Police in St. Petersburg, Florida, were well aware that Jeffrey Haarsma had mental health issues. Officers had been to the 55-year-old’s home at least 25 times in the year before the 911 call on Aug. 7, 2020. But the lone responding officer shot and killed Haarsma, who was unarmed, as he attacked her during an attempted misdemeanor arrest. Although Pinellas County officials later decided the shooting was justified, they also concluded the call should have been treated as a mental health issue rather than a criminal investigation.
Since that day, there have been nearly 2,000 fatal shootings by police officers in the line of duty. About 1 in 5 involved a police response to someone showing signs of mental illness. It doesn’t have to be that way.
Both the 2020 killing of George Floyd by a Minneapolis police officer responding to a 911 call about a suspected counterfeit bill and the school shooting in Uvalde, Texas, have drawn appropriate attention to police behavior. But what about when they are called upon to deal with non-violent emergencies? How we design our first response systems to deal with emergency events involving mental health and substance abuse deserves just as much scrutiny.
At least a third of the emergency calls that police respond to could instead be safely directed to health-focused emergency professionals such as mental health professionals, paramedics and social workers. This is clearly humane because it provides people in need with proper health care, not arrest (or worse). Psychological first aid services can reduce the risk of tragic and violent escalation and reduce the significant financial costs of moving mentally ill citizens into the criminal justice system.
Redesigning first aid systems to include mental health expertise must also have the enthusiastic support of a broad political coalition. Surveys of police officers show that they feel overwhelmed and frustrated by mental illness calls for which they are not properly trained. Likewise, police reform voices don’t want armed officers responding to nonviolent calls for help. Redirecting existing police resources to fund mental health first responders will allow police departments to focus on their core law enforcement mission.
A small but growing number of cities have implemented innovative programs that screen emergency calls based on the type of incident or with the guidance of a specially trained dispatcher. The aim is to identify calls where trained healthcare professionals can support the police or directly serve as first responders. Boston, Pittsburgh and Seattle have adopted “joint response” models that allow police officers to reach out to mental health professionals for guidance or collaborate in person on calls on scene.
More ambitious but less common “community response” models completely deny police intervention on carefully vetted calls. The flagship program, which began in Eugene, Oregon, more than 30 years ago, involves 911 dispatchers referring nonviolent incidents involving behavioral health to a two-person team consisting of a medic and a mental health crisis specialist. New York and Washington began piloting similar community response initiatives last year and have recently scaled up those operations.
We know too little about the effectiveness of these programs, the appropriateness of the details of their design, and how to meet the challenges of implementing these programs well. Nevertheless, our recent study of a community response initiative in Denver suggests that their promise is compelling and outstanding.

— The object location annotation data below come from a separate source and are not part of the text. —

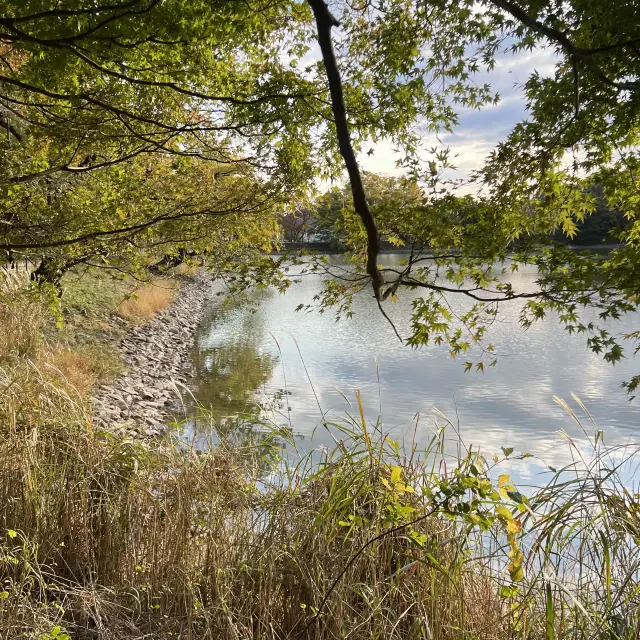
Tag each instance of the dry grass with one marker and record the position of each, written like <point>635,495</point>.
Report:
<point>83,367</point>
<point>186,269</point>
<point>146,301</point>
<point>102,538</point>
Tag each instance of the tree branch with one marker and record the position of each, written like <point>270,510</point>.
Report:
<point>324,21</point>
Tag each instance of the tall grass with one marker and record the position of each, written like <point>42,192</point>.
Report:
<point>144,302</point>
<point>107,538</point>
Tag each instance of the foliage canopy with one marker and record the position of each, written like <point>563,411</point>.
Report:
<point>141,130</point>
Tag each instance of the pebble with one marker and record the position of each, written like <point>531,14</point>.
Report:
<point>156,356</point>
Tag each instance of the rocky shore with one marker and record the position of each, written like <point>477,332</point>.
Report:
<point>156,355</point>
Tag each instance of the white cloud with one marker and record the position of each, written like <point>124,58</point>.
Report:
<point>479,131</point>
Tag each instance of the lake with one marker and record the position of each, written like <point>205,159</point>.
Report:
<point>301,368</point>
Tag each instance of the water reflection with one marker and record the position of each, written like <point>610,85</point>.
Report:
<point>316,366</point>
<point>230,367</point>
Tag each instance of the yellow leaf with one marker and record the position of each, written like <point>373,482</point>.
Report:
<point>514,526</point>
<point>504,479</point>
<point>502,511</point>
<point>396,474</point>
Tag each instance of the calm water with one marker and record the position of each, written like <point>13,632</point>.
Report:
<point>305,366</point>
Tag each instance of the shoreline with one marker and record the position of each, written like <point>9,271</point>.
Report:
<point>156,356</point>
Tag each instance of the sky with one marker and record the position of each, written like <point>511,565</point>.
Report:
<point>479,131</point>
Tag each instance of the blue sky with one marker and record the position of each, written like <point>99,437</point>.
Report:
<point>479,131</point>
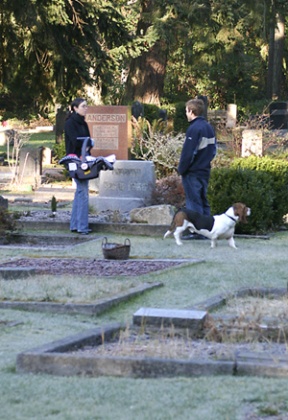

In June 2020, Denver launched a pilot community response program in inner-city neighborhoods, sending a mental health clinician and paramedic in an outfitted van to nonviolent emergency calls related to mental health, substance abuse, and homelessness. These teams most often responded to incidents involving illegal entry, welfare checks and requests for assistance. In its first six months, Denver emergency crews handled 748 calls for service, none of which resulted in an arrest.
Our independent analysis found that in the eight police departments where the pilot was active, Denver’s initiative reduced targeted lower-level crimes such as disorderly conduct, disorderly conduct and substance abuse by 34%. These reductions also occurred during hours when community response services were not available, a finding consistent with evidence that people in untreated mental health crises are likely to offend repeatedly. We also found that the corresponding reduction in police involvement in the program did not lead to an unintended increase in more serious crimes.
These results indicate that the direct cost savings of a community response program can be substantial. We estimated that the Denver Community Response Program costs just $151 per crime averted. That amount is only a quarter of the estimated cost of processing lower-level crimes through the criminal justice system.
We’ll never know for sure if Jeffrey Haarsma would still be alive if his serial engagements with the police included mental health support. But the available evidence of the extraordinary promise and simple common sense of community response programs makes a strong case for studying this innovation nationwide.
Mr. Dee is a professor at Stanford University and director of the John W. Gardner Center for Youth and Their Communities Faculty Center, where Mr. Pine is a research fellow.